Most cross border shoppers do not even qualify for the 24 hour exemption of $50.00 so they should play duty on any goods taken back across the border.

Yes, they do wear their new clothing in layers. We did it ourselves when we lived in Vancouver.

I do agree that this has nothing to do with buying passes for the National Parks.


----------



## jlwquilter (Jan 9, 2011)

Meow said:


> This discussion has gone off on a tangent.  *What started as a discusion on the morality of cheating National Parks *out of their rightful visitation fees, it has drifted to the subject of cross border shopping.  Incidently, since NAFTA, goods manufactured in either of the three countries pass duty free across our mutual borders.
> Also, there are no admission fees for our Provincial Parks.  this includes Peter Lougheed P.P., Elk Lakes P.P. and the rest of Kananaskis Country - just as spectacular as Banff, Yoho and Kootenay but without the trinket shops and the fast food outlets.



Well, that wasn't really the _topic_ of this thread. It became the focus of the thread, however, very quickly.

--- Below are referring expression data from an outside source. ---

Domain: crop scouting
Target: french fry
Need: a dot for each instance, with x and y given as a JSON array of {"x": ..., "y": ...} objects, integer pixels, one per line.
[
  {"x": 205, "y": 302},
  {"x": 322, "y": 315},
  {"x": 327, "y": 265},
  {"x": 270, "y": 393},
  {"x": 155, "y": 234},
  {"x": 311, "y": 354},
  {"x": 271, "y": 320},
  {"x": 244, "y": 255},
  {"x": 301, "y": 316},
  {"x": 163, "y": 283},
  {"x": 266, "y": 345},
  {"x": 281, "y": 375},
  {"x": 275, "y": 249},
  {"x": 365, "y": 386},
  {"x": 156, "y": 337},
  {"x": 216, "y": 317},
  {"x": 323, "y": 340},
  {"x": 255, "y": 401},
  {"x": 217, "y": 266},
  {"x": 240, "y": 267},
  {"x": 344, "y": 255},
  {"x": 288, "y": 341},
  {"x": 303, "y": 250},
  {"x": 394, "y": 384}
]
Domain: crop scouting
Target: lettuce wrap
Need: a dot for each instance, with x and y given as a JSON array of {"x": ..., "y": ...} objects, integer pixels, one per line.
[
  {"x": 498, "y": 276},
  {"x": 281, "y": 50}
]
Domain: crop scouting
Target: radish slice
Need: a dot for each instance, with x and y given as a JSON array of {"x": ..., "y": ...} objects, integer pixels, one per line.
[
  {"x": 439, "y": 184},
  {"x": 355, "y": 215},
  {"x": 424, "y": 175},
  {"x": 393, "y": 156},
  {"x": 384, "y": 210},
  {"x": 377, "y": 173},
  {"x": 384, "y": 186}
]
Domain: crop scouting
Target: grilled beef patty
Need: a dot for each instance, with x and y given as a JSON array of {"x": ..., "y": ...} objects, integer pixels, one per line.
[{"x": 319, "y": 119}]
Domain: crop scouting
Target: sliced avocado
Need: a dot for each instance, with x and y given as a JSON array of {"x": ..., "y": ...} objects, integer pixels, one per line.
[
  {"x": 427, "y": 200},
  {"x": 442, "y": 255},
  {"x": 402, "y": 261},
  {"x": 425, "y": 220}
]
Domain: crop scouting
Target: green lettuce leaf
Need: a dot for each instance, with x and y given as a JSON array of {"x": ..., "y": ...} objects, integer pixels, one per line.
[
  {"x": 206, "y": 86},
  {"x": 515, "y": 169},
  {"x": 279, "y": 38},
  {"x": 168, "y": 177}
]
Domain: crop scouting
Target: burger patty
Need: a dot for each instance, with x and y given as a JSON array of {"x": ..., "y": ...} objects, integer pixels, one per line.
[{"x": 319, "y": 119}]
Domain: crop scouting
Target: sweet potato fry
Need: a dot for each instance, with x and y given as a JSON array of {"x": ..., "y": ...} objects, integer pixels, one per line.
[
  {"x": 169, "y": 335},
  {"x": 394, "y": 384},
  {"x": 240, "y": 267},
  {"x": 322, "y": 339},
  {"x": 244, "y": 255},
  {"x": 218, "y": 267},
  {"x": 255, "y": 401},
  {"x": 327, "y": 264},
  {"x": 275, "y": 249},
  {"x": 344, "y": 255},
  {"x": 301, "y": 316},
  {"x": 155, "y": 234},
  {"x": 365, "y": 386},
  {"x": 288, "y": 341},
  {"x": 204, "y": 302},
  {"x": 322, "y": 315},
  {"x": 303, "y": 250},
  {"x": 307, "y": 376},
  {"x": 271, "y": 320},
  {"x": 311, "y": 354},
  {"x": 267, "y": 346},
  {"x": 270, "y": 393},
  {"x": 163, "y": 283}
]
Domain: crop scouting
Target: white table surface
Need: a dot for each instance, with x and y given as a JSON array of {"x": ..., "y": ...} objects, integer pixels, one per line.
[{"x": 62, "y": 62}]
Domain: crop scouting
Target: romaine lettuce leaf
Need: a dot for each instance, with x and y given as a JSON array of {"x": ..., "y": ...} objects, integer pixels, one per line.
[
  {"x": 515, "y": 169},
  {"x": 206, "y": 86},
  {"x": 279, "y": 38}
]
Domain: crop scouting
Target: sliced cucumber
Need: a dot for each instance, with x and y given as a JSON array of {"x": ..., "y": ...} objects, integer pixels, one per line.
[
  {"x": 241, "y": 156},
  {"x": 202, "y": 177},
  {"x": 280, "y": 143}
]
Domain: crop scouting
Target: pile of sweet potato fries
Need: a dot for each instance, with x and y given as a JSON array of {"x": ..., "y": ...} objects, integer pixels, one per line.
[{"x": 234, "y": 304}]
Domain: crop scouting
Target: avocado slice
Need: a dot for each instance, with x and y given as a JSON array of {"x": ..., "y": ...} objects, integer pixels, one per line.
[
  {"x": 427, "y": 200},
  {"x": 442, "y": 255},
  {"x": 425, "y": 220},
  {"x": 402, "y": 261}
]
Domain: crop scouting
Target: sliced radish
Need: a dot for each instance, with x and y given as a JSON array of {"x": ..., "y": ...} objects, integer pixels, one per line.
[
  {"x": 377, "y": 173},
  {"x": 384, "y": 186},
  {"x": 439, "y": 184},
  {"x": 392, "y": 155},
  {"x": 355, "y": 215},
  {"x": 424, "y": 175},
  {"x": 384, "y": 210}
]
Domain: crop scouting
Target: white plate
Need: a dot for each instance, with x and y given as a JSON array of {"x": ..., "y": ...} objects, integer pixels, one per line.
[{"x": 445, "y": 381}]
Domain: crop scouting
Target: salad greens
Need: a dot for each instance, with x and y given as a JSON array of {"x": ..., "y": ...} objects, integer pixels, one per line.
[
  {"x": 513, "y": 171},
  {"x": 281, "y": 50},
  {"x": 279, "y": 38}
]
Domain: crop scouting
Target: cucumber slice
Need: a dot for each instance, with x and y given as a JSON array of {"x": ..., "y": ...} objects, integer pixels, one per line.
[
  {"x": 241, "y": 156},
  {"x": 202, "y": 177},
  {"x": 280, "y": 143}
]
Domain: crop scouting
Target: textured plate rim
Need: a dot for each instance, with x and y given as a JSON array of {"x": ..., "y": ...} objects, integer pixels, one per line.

Regardless of what morality each of us practice on a day to day basis on every decision we make, I don't think any person should be acting as the morality police here. None of us are as lily white as we'd like strangers on the internet to believe us to be.


----------



## sfwilshire (Jan 9, 2011)

When we visited PEI last summer, several of the lodging establishments advertised that they provide Park Passes to renters. We stayed at one of them and they loaned us an annual pass, which we didn't even need because they weren't manning the ticket booths in June. Apparently that doesn't create a problem for them, so it must be an accepted practice.

Sheila


----------